Warum überhaupt ein Fahrtenbuch
Wer einen Dienstwagen auch privat nutzt, versteuert diesen Vorteil. Zwei Wege stehen offen: die pauschale Ein-Prozent-Regel nach § 6 Abs. 1 Nr. 4 Satz 2 EStG oder der Nachweis der tatsächlichen Aufteilung über ein Fahrtenbuch nach Satz 3. Der zweite Weg lohnt sich, wenn der private Anteil gering ist oder das Fahrzeug einen hohen Listenpreis hat.
Die Pflichtangaben
| Fahrtart | Erforderliche Angaben |
|---|---|
| Betriebliche Fahrt | Datum, Kilometerstand zu Beginn und Ende, Reiseziel, Reisezweck, aufgesuchte Person oder Firma |
| Umwegfahrt | Zusätzlich die Route, wenn vom kürzesten Weg abgewichen wurde |
| Fahrt Wohnung zur ersten Tätigkeitsstätte | Vermerk genügt |
| Privatfahrt | Kilometerangabe genügt |
Kundenbesuche dürfen nicht als Kundendienst zusammengefasst werden. Verlangt ist die aufgesuchte Person oder Firma, nicht die Kategorie.
Warum Excel nicht reicht
Dasselbe Argument trifft ein handschriftliches Buch, in dem Seiten fehlen oder Eintragungen überschrieben sind. Geschlossene Form heißt: fortlaufend, vollständig, nicht nachträglich manipulierbar.
Zeitnah
Zeitnah bedeutet in unmittelbarem Zusammenhang mit der Fahrt, nicht am Jahresende aus dem Terminkalender rekonstruiert. Wer 200 Fahrten im Dezember nachträgt, hat kein Fahrtenbuch, sondern eine Aufstellung.
Das ganze Jahr
Die Wahl zwischen Pauschale und Fahrtenbuch gilt je Fahrzeug für das gesamte Kalenderjahr. Ein Wechsel während des Jahres ist nur bei einem Fahrzeugwechsel möglich. Wer im März aufhört, das Buch zu führen, fällt für das ganze Jahr auf die Ein-Prozent-Regel zurück.
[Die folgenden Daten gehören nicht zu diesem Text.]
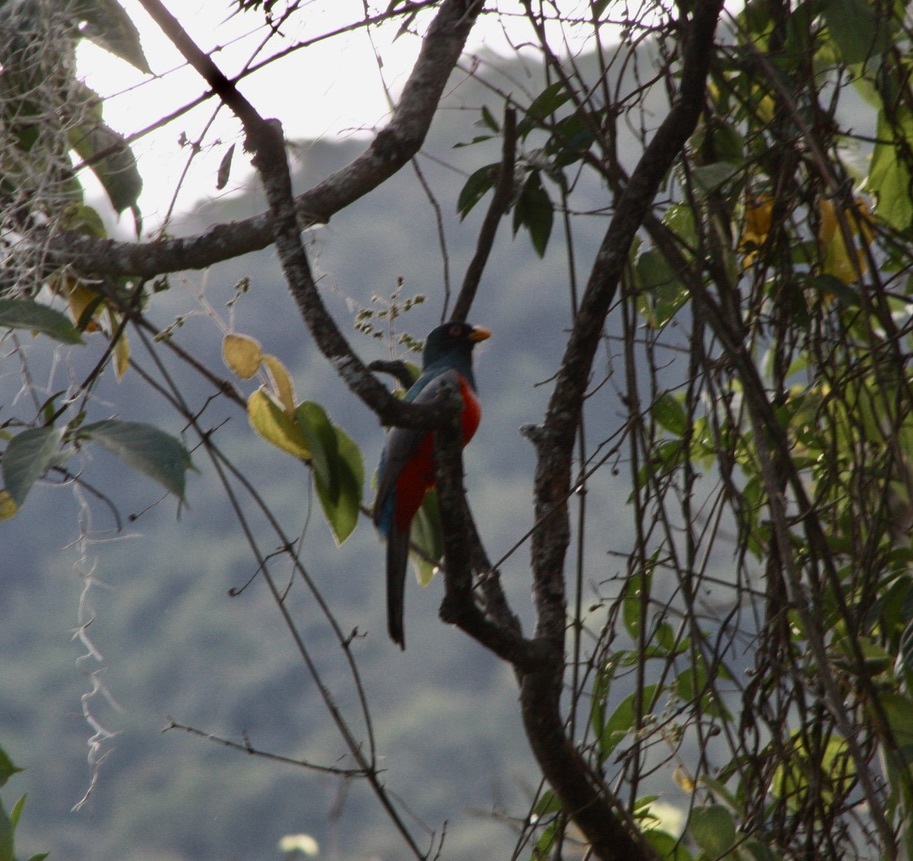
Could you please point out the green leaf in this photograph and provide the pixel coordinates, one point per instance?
(145, 448)
(544, 105)
(489, 120)
(476, 187)
(668, 413)
(889, 177)
(28, 456)
(16, 812)
(109, 157)
(534, 211)
(107, 25)
(275, 425)
(710, 177)
(342, 515)
(661, 292)
(323, 444)
(713, 829)
(856, 28)
(666, 846)
(7, 769)
(28, 314)
(622, 720)
(6, 836)
(427, 536)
Wann sich der Aufwand rechnet
Die Ein-Prozent-Regel setzt monatlich ein Prozent des inländischen Bruttolistenpreises zum Zeitpunkt der Erstzulassung an, zuzüglich 0,03 Prozent je Entfernungskilometer für Fahrten zwischen Wohnung und erster Tätigkeitsstätte. Bei einem Fahrzeug mit hohem Listenpreis und wenigen Privatkilometern ist der pauschale Ansatz deutlich teurer als der tatsächliche Anteil. Bei einem gebrauchten Transporter mit hoher Privatnutzung ist es umgekehrt: Der Listenpreis ist niedrig, und das Fahrtenbuch kostet nur Arbeit.
Elektronisch führen
Ein elektronisches Fahrtenbuch nimmt die Arbeit ab, wenn es die Adresse aus dem Standort vorschlägt, den Kilometerstand fortschreibt und die abgeschlossene Fahrt festschreibt. Genau so arbeitet das Fahrtenbuch in CasaClock: Eine festgeschriebene Fahrt ist nicht mehr änderbar. Ob das Finanzamt im Einzelfall anerkennt, entscheidet es an Ihren Aufzeichnungen; eine Software kann diese Entscheidung nicht zusagen.
Dieser Text gibt den Stand zum genannten Datum wieder und ersetzt keine Rechtsberatung. Gesetze und Rechtsprechung ändern sich; prüfen Sie vor einer Entscheidung den aktuellen Stand oder holen Sie anwaltlichen Rat ein.